Last year, the most visible result of the remediation project was the completion of in-depth research results related to the state of the lake. The results are a strong help in justifying further action. The ELY Centre in Southwest Finland came to help by offering to make graphs of the research results that are easy to understand even for the uninitiated.

In addition, ELY carried out an acoustic survey of the lake, with the help of which a depth map was made and the water volume could be more accurately calculated. ELY subsequently offered to commission a wetland plan to be implemented with funding from the city and the Ministry of the Environment.

“Last autumn, we did experimental fishing with nets with the Southwest Finland Fisheries Centre. We emptied the nets and saw how the counted and weighed fish turn into a prediction of the lake's fish stock. It is estimated that around 90 per cent of the fish in the lake belong to the carp family.”

This summer, the lake has been fished for tench with ten traps rented from the Fisheries Centre. In a few weeks, we have caught almost 100 kilos of fish. Although trap fishing alone does not help to balance the lake's over-dense stock of cyprinids, fishing has provided important information on, for example, the lake's strong population of pike, perch, and crucian carp.

“Recently, we commissioned an oblique sounding at Luolalanjärvi to find out if it is possible to fish with a seine net there. An appropriate area has now been marked and we hope that our funding application will be successful and that we will be able to seine in the coming autumn. Successful removal of fish always has an impact on the state of the lake.”

ProLuolalanjärvi received funding from the ELY Centre for the preparation of a remediation plan. That is now the next step.

Remediation of a eutrophic lake is an arduous task

In the summer of 2022, the lake has appeared completely different from the previous couple of summers, when it has been under observation. There was no blue-green algae or even green algae until the beginning of August, and the visibility depth has been about 140 cm, with the water being very clear. In the previous summer, the visibility depth was at its worst only about 15 cm.

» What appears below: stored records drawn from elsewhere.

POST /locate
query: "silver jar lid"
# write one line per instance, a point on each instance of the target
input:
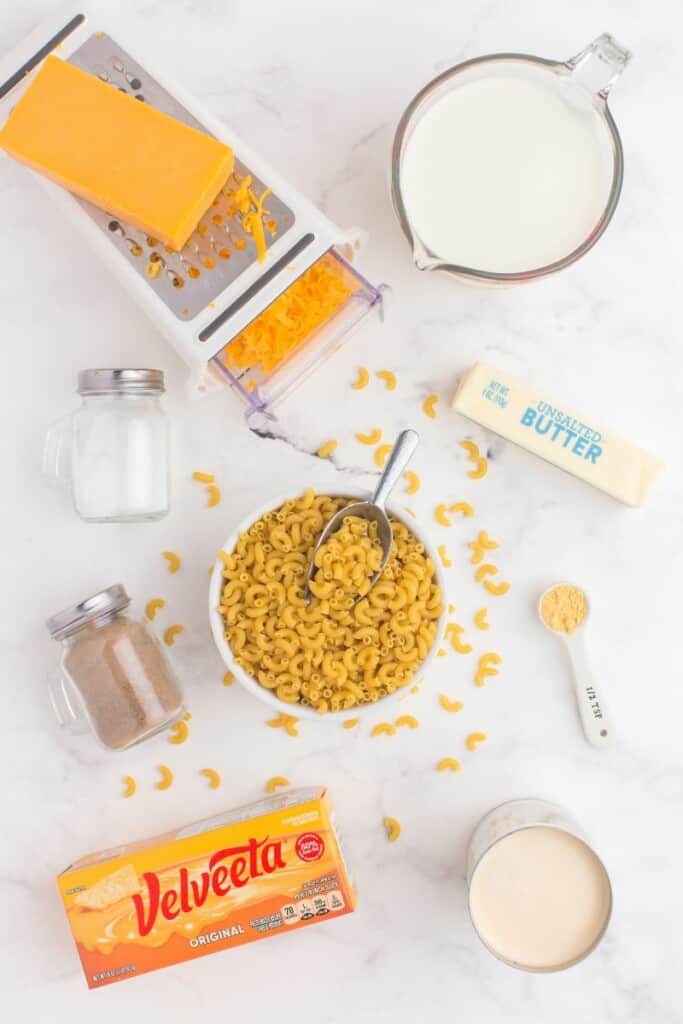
(107, 602)
(121, 382)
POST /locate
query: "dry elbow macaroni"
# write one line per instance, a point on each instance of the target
(382, 454)
(130, 785)
(212, 775)
(374, 437)
(336, 652)
(179, 732)
(413, 482)
(327, 449)
(392, 828)
(153, 607)
(166, 777)
(171, 633)
(428, 406)
(389, 379)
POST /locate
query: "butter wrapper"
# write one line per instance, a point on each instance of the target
(557, 433)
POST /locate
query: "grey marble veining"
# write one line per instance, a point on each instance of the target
(317, 88)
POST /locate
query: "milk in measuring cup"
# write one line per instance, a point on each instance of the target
(505, 174)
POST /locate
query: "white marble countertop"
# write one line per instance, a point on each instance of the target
(318, 87)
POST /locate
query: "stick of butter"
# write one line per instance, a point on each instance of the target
(557, 433)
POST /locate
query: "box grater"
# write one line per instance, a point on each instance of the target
(206, 295)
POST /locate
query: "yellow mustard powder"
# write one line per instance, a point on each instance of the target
(563, 608)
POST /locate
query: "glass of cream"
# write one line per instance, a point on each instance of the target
(509, 167)
(540, 897)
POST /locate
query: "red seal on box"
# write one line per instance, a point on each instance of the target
(309, 846)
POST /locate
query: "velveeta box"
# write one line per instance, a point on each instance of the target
(266, 868)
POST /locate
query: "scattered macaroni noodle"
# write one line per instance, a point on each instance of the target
(480, 619)
(166, 777)
(479, 470)
(278, 781)
(471, 449)
(473, 455)
(474, 739)
(382, 454)
(153, 606)
(212, 775)
(384, 729)
(449, 705)
(454, 630)
(388, 378)
(171, 633)
(179, 732)
(413, 482)
(497, 589)
(336, 652)
(428, 406)
(440, 516)
(484, 669)
(214, 495)
(130, 785)
(463, 507)
(290, 725)
(374, 437)
(327, 449)
(483, 571)
(445, 561)
(392, 829)
(409, 720)
(480, 546)
(172, 559)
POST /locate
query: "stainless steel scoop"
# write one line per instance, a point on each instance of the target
(374, 509)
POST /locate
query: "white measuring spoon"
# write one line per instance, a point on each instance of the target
(597, 723)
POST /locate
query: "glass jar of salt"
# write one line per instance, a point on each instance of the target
(113, 453)
(114, 678)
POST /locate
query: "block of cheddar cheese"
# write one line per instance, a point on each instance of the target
(137, 164)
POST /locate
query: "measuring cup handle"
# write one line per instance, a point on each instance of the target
(597, 723)
(398, 460)
(57, 451)
(599, 65)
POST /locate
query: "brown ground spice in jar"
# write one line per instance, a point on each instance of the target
(124, 684)
(124, 679)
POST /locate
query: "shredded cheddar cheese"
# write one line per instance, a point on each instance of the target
(288, 322)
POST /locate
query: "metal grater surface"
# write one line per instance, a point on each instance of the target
(219, 250)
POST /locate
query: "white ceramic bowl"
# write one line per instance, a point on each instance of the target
(251, 684)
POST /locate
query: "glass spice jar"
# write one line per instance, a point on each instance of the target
(113, 452)
(113, 677)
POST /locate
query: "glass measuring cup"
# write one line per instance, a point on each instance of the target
(577, 89)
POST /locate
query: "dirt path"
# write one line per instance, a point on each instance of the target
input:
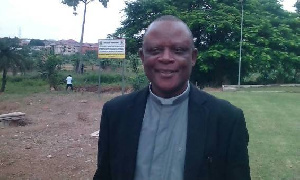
(56, 144)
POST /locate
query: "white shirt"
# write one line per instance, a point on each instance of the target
(69, 80)
(162, 144)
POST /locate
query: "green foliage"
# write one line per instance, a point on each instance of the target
(25, 84)
(36, 42)
(12, 57)
(270, 37)
(48, 67)
(75, 3)
(139, 81)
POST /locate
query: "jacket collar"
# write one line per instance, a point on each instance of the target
(196, 133)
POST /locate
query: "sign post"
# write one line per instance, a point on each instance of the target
(112, 49)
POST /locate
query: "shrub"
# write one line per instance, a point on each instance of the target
(139, 81)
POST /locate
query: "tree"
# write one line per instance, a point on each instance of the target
(48, 67)
(11, 57)
(74, 4)
(270, 36)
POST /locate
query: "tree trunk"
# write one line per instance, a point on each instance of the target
(81, 39)
(4, 79)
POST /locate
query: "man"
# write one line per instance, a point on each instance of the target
(171, 130)
(69, 82)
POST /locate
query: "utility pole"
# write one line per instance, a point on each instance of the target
(241, 42)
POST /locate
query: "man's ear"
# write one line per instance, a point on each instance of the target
(141, 54)
(194, 56)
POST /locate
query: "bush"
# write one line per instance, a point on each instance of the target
(139, 81)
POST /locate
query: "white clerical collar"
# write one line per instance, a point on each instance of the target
(172, 100)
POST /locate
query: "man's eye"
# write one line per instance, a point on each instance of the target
(179, 50)
(155, 50)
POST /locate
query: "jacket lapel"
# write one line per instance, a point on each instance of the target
(136, 111)
(196, 134)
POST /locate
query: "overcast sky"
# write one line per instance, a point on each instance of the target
(49, 19)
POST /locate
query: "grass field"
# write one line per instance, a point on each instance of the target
(273, 121)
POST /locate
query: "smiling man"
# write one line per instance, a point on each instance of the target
(171, 130)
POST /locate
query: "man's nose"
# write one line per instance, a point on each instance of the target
(167, 56)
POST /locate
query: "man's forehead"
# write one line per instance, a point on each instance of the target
(161, 25)
(166, 28)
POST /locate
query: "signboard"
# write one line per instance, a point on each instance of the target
(111, 48)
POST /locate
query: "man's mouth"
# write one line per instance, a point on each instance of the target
(166, 73)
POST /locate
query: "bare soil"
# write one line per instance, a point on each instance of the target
(55, 141)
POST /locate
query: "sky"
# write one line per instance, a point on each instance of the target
(50, 19)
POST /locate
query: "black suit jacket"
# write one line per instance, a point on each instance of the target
(217, 138)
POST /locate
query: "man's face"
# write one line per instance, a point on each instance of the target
(168, 57)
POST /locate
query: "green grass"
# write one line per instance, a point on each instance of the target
(274, 88)
(273, 121)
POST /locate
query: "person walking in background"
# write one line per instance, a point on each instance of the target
(171, 130)
(69, 80)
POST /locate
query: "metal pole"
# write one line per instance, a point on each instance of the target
(123, 79)
(99, 88)
(241, 42)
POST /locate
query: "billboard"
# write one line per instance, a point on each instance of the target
(111, 48)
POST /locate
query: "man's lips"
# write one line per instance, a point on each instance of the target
(166, 72)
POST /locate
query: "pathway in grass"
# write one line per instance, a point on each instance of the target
(273, 121)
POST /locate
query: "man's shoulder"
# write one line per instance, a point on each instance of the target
(212, 102)
(128, 99)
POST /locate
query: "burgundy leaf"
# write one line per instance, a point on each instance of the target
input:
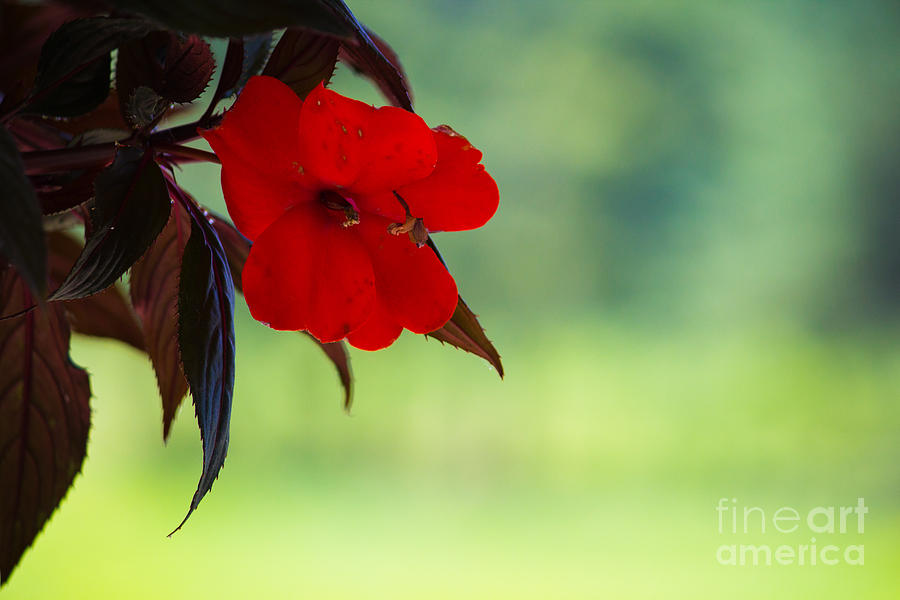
(373, 57)
(44, 418)
(154, 293)
(222, 18)
(73, 71)
(107, 314)
(237, 247)
(206, 340)
(256, 49)
(176, 68)
(23, 30)
(59, 192)
(303, 59)
(21, 230)
(232, 67)
(465, 332)
(131, 207)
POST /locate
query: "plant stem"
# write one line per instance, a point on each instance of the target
(92, 155)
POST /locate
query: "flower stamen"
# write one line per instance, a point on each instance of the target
(334, 201)
(414, 226)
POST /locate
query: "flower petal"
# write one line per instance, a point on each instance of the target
(332, 128)
(258, 148)
(306, 272)
(411, 283)
(256, 200)
(398, 148)
(459, 194)
(379, 331)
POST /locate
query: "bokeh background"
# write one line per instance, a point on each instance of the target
(693, 278)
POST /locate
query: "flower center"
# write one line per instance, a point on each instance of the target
(334, 201)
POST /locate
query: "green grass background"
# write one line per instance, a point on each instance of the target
(692, 280)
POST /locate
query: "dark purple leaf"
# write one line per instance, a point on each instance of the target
(256, 50)
(232, 67)
(59, 192)
(154, 293)
(176, 68)
(373, 57)
(44, 417)
(73, 71)
(465, 332)
(224, 18)
(107, 314)
(21, 231)
(206, 341)
(23, 30)
(303, 59)
(131, 207)
(237, 248)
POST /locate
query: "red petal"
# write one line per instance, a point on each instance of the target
(258, 147)
(332, 128)
(308, 272)
(379, 331)
(459, 195)
(256, 200)
(411, 283)
(398, 148)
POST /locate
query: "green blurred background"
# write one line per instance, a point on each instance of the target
(693, 278)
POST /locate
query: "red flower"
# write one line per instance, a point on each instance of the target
(325, 188)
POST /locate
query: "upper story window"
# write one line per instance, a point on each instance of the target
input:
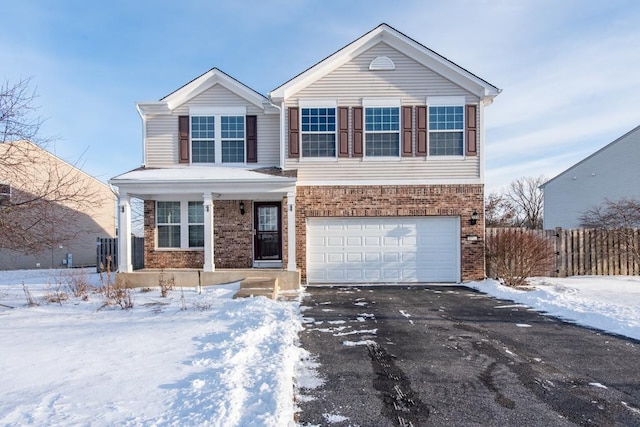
(318, 129)
(446, 126)
(218, 135)
(203, 139)
(382, 131)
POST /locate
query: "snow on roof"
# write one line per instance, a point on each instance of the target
(197, 174)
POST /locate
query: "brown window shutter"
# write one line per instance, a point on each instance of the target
(472, 130)
(421, 128)
(343, 131)
(407, 131)
(183, 139)
(357, 131)
(294, 133)
(252, 139)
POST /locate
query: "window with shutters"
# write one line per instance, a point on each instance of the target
(180, 224)
(318, 132)
(446, 126)
(382, 131)
(217, 138)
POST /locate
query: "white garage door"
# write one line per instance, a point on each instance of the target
(383, 250)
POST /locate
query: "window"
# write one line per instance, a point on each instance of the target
(196, 225)
(446, 130)
(217, 135)
(318, 126)
(382, 131)
(168, 221)
(203, 139)
(180, 224)
(232, 139)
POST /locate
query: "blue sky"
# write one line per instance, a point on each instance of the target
(568, 68)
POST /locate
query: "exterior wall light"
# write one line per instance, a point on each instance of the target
(474, 218)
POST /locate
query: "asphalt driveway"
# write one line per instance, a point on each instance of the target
(428, 355)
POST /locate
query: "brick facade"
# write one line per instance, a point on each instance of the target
(233, 237)
(234, 232)
(390, 201)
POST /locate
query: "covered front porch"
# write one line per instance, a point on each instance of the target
(185, 277)
(210, 225)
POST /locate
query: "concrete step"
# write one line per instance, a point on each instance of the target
(258, 286)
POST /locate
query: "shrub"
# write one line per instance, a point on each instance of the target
(514, 255)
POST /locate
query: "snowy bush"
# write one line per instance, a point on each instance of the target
(513, 255)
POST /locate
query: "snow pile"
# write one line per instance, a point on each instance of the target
(610, 303)
(220, 361)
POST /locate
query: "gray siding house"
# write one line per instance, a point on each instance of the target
(611, 173)
(365, 168)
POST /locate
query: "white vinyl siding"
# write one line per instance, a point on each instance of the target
(411, 83)
(162, 131)
(383, 250)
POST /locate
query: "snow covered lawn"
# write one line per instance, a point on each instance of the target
(220, 361)
(610, 303)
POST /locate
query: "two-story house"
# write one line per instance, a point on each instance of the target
(365, 168)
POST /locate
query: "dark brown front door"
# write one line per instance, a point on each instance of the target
(268, 236)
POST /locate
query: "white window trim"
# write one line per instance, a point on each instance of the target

The lake is surrounded by a two-kilometre-long nature trail. It is charming and varied and allows its visitors to experience the lake up close. Sometimes the path climbs up to where the lake can be seen from a height of several dozen metres.

In summer, the lake’s shores are lined with abundant aquatic vegetation: filamentous algae and massively amounts of hornwort. There was no exception this summer. “The beaches look really disgusting, and swimming doesn't come to mind even on the hottest days,” says Eeva. The lake is overly eutrophic and requires real action in order to even get its classification down to eutrophic.

“The lake is currently a good research and study object and provides great opportunities for exercise. You don't have to go to the gym if you row across the lake to check the fish traps, cut the vegetation along the nature trail with a scythe, or cart gravel or wood chips to the trail. My greatest hope is that people will be able to find what I have found, each in their own way, and that they will volunteer and help us with their own hands,” Eeva encourages.